CLD Cloud Computing class - 2016
HEIG-VD, Yverdon-les-Bains, Switzerland
Authors: Bafs, D34D10CK, BinaryBrain, ValentinMinder
The aim of this project is to have a first experience with Elastic Search.
We developped several ressources, including
- the current README is an outline of the topic
- the summary of the topic
- the presentation slides we used to present the project
- the logstash configuration for Demo 1 (Elastic)
- the data source an uploader script for Demo 2 (Kibana)
- a running instance of Elastic Search on AWS, with Kibana plugin. The direct link is not displayed here but available in the resources.
Goal of this chapter: Explain globally your topic. Recall that your audience consists of application architects, developers and testers, but also business people (your boss).
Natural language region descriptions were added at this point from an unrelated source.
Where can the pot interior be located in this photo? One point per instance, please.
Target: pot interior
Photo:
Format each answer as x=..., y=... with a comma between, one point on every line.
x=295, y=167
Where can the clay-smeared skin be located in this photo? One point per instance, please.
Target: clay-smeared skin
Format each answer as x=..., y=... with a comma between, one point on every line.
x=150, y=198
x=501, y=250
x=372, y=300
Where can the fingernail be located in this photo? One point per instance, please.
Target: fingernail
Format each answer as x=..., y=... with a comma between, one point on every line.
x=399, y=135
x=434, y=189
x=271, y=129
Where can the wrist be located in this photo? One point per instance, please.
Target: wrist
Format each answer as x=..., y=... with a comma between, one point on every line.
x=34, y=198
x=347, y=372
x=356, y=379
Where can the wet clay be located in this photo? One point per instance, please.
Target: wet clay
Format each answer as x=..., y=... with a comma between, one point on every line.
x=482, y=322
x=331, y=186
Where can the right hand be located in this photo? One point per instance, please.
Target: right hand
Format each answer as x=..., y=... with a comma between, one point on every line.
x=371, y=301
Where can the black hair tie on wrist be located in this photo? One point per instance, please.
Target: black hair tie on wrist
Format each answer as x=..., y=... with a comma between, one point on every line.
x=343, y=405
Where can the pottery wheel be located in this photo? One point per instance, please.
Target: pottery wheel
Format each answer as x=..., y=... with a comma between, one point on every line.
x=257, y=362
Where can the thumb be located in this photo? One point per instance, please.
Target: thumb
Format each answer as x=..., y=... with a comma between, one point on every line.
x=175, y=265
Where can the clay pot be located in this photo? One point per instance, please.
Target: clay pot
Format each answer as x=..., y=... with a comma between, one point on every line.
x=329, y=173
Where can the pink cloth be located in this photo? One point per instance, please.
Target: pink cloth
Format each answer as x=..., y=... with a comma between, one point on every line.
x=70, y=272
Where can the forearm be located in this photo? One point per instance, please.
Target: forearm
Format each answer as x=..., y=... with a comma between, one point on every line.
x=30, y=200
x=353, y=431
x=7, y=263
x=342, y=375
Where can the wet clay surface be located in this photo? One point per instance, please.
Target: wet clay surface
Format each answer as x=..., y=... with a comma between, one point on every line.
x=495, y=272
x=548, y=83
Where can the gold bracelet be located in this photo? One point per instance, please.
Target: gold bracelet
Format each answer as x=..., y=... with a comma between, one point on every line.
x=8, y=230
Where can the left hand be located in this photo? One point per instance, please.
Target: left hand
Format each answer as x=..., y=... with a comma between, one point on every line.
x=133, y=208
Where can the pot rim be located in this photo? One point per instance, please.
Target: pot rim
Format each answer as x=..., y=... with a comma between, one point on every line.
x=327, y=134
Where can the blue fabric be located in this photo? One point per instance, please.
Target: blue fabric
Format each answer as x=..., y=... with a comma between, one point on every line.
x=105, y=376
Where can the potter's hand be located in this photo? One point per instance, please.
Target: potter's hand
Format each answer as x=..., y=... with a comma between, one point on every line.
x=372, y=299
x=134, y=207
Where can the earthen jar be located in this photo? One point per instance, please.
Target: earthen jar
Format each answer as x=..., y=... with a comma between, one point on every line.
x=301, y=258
Don't forget to discuss cost and strategic questions.
- Real-time data gathering
- Abstraction and wrappers with logstatch (for transport and log parsing)
- Installation and configuration procedure (no demo)
- How to manage multiple servers
Pros:
- RESTful JSON API
- Fast deployement
- Aggregation
- Designed to be distributed
- Query DSL syntax is really flexible and easy to use
- Open source
Cons:
- Installation & configuration
- Still relatively new project, not a lot of documentations, maybe not very stable.
- Security: ElasticSearch does not provide any authentication or access control functionality.
- Transactions: There is no support for transactions or processing on data manipulation
- Durability: ES is distributed and fairly stable but backups and durability are not as high priority as in other data stores. This is probably the most important if you're going to make ES the primary store since losing your data is never good.
- Connect a server (Apache, nginx, database ...) that sends its data to the ELS
- Create some errors/logs (Chaosmonkey, db shutdown, wrong login, kill processes)
- Explore the logs to find the issues
- Show that the same ELS contains logs from multiple sourice
Goal of this chapter: For the proof-of-concept choose a practical application that illustrates well your topic.
- queries type
- language type
- possible questions to ask
- Demonstration with "easy-to-understand" data, not meaningless obsure logs
- Every attendee will understand and realize what data we're talking about
- Demonstration of the search capacities
- Source of data: Public transport stops
Goal of this chapter: Give general recommendations when it makes sense to use the cloud service / technology and when it doesn't.
Building a solution:
- option 1: à deployer soi-même en entreprise: ELK: Elastic, Logstatch, Kibana = full stack solution
- option 2: use an ELS-as-a-service like Amazon or others.
To compare:
- option1 vs. option2: simplification ? advantages ? conditions ? constraints ? limitations ? capacities ?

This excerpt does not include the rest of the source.